Through them I saw the carriage house. An ivory trellis guided a strangle of rose vines up it to a raised window with a crooked jamb and two broken shutters. Darius slept there, over a storage room for ball equipment, over the garage where the Brown Bomber ticked and simmered. What did Darius do up there when he couldn’t sleep-when the call of another life clanged inside him like a fire alarm?

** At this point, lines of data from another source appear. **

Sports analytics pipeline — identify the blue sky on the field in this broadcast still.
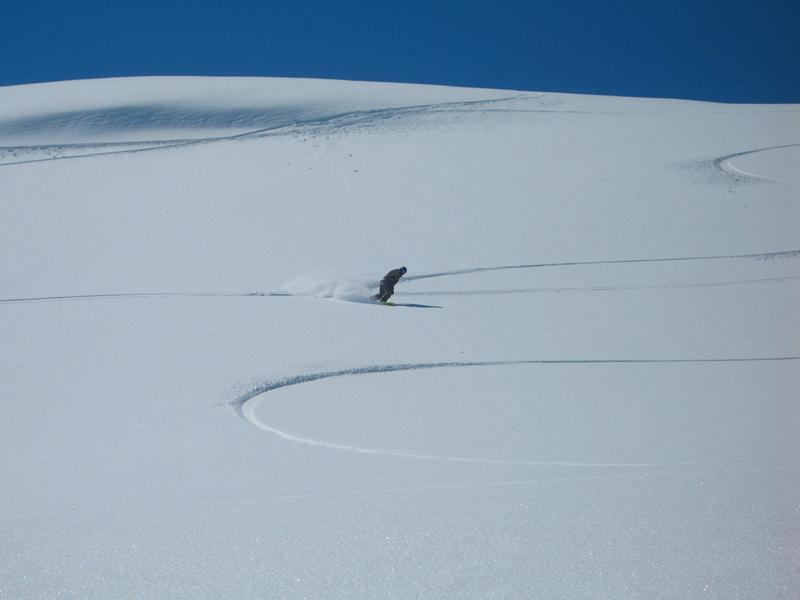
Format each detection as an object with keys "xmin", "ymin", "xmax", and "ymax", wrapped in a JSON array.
[{"xmin": 0, "ymin": 0, "xmax": 800, "ymax": 102}]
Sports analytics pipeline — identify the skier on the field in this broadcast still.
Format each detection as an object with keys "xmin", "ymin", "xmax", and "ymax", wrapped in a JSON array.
[{"xmin": 372, "ymin": 267, "xmax": 408, "ymax": 302}]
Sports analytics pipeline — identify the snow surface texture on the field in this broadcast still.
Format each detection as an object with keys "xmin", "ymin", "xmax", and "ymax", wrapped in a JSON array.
[{"xmin": 0, "ymin": 78, "xmax": 800, "ymax": 600}]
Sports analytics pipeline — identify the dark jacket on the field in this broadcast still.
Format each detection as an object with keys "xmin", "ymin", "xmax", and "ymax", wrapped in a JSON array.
[{"xmin": 381, "ymin": 269, "xmax": 405, "ymax": 287}]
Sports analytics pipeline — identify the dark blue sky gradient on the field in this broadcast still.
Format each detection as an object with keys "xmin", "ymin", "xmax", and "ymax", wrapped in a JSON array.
[{"xmin": 0, "ymin": 0, "xmax": 800, "ymax": 102}]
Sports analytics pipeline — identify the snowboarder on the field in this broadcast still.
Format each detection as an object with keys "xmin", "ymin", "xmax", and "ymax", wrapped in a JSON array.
[{"xmin": 372, "ymin": 267, "xmax": 408, "ymax": 302}]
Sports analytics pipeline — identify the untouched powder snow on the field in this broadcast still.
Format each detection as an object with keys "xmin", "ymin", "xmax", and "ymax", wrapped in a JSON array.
[{"xmin": 0, "ymin": 77, "xmax": 800, "ymax": 600}]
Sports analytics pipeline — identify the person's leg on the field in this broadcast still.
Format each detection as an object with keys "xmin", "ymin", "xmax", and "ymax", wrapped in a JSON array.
[{"xmin": 381, "ymin": 285, "xmax": 394, "ymax": 302}]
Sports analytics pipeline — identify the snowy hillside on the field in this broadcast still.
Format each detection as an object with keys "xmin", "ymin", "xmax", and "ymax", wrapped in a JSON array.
[{"xmin": 0, "ymin": 78, "xmax": 800, "ymax": 600}]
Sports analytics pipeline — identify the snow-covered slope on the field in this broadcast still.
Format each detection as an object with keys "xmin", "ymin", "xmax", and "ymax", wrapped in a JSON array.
[{"xmin": 0, "ymin": 78, "xmax": 800, "ymax": 599}]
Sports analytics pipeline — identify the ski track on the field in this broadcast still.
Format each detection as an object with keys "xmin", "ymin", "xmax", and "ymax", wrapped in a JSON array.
[
  {"xmin": 230, "ymin": 356, "xmax": 800, "ymax": 468},
  {"xmin": 713, "ymin": 144, "xmax": 800, "ymax": 182},
  {"xmin": 0, "ymin": 250, "xmax": 800, "ymax": 308}
]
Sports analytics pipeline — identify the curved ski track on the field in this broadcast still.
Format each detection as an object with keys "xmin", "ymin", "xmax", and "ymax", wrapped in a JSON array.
[
  {"xmin": 0, "ymin": 250, "xmax": 800, "ymax": 304},
  {"xmin": 714, "ymin": 144, "xmax": 800, "ymax": 182},
  {"xmin": 230, "ymin": 356, "xmax": 800, "ymax": 468},
  {"xmin": 0, "ymin": 93, "xmax": 541, "ymax": 167}
]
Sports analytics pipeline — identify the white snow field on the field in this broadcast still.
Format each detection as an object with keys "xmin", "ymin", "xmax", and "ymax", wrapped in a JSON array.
[{"xmin": 0, "ymin": 77, "xmax": 800, "ymax": 600}]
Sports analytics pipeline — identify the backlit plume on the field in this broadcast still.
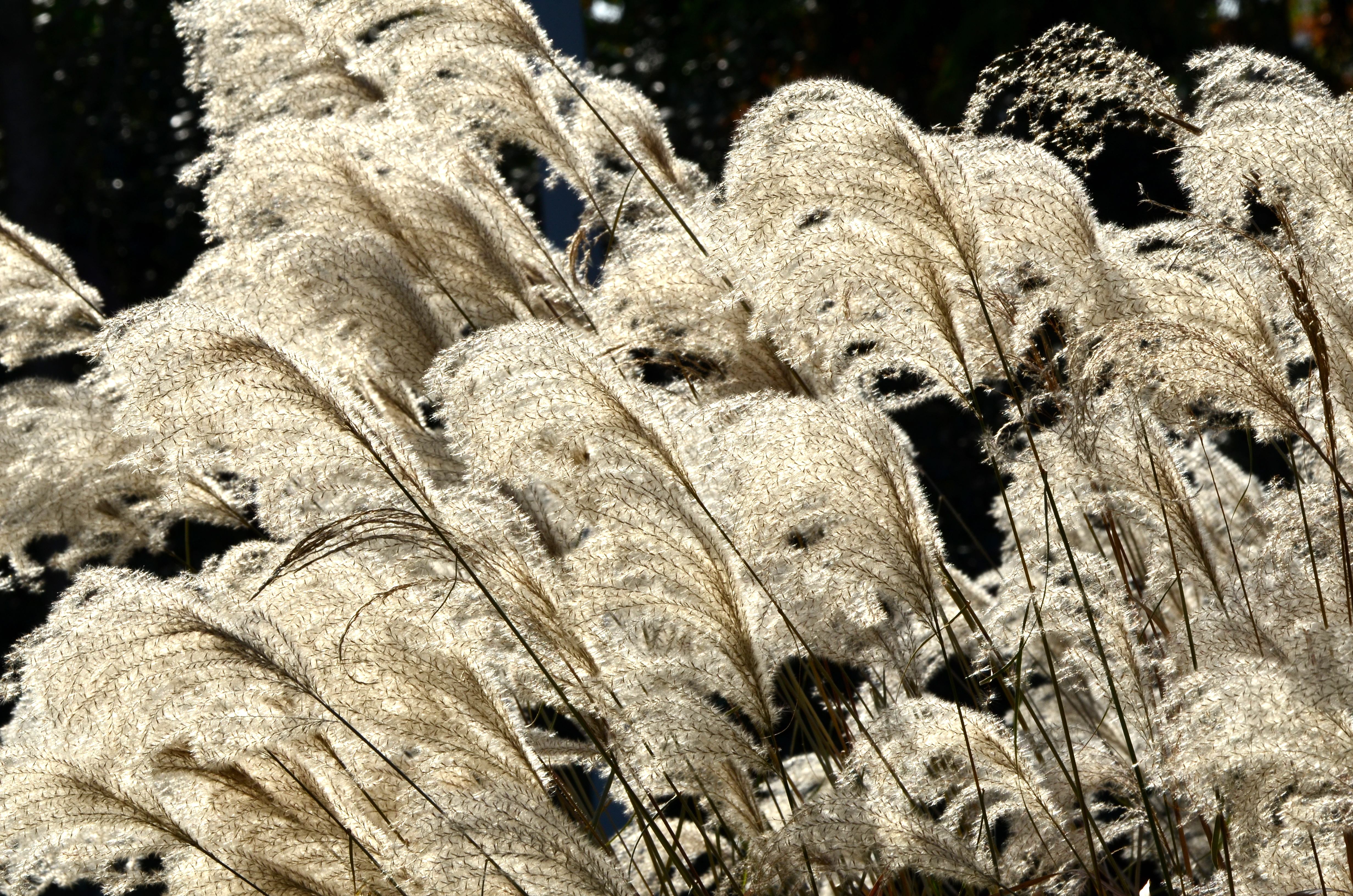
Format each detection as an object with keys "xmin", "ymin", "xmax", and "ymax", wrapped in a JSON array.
[{"xmin": 0, "ymin": 10, "xmax": 1353, "ymax": 896}]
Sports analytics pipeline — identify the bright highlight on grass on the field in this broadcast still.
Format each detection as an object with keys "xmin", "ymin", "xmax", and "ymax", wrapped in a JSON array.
[{"xmin": 0, "ymin": 7, "xmax": 1353, "ymax": 896}]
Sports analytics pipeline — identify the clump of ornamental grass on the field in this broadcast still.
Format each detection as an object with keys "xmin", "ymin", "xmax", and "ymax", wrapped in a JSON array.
[{"xmin": 0, "ymin": 10, "xmax": 1353, "ymax": 896}]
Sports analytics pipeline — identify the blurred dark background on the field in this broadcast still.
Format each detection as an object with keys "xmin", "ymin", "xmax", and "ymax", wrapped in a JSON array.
[{"xmin": 0, "ymin": 0, "xmax": 1353, "ymax": 660}]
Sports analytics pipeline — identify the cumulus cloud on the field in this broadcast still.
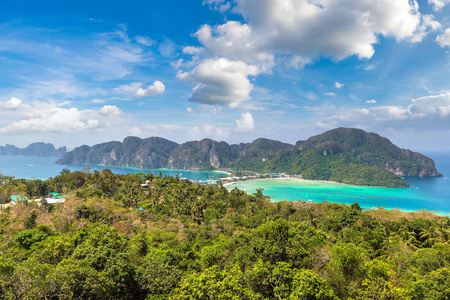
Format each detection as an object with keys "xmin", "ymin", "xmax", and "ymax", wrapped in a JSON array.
[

Kizzy said, “I told you Miss Giselle’s got no chirren. That’s true. She don’t. Cain’t have none. Once, thuddy-fo, thuddy-five years ago, she and Mister JayMac did have a chile. Come to em dumpling-fat, pink as a fresh red wriggler. But it took Miss Giselle bettern a day to have her, and when the baby do come, the secundines-what my mama cawed the foller-long-didn’t want to roller.”

I revved my elbow, but kept my ear cocked to Kizzy’s story. She’d begun it soon as she’d noticed me peering through the honeysuckle-loaded gloom at Darius’s window.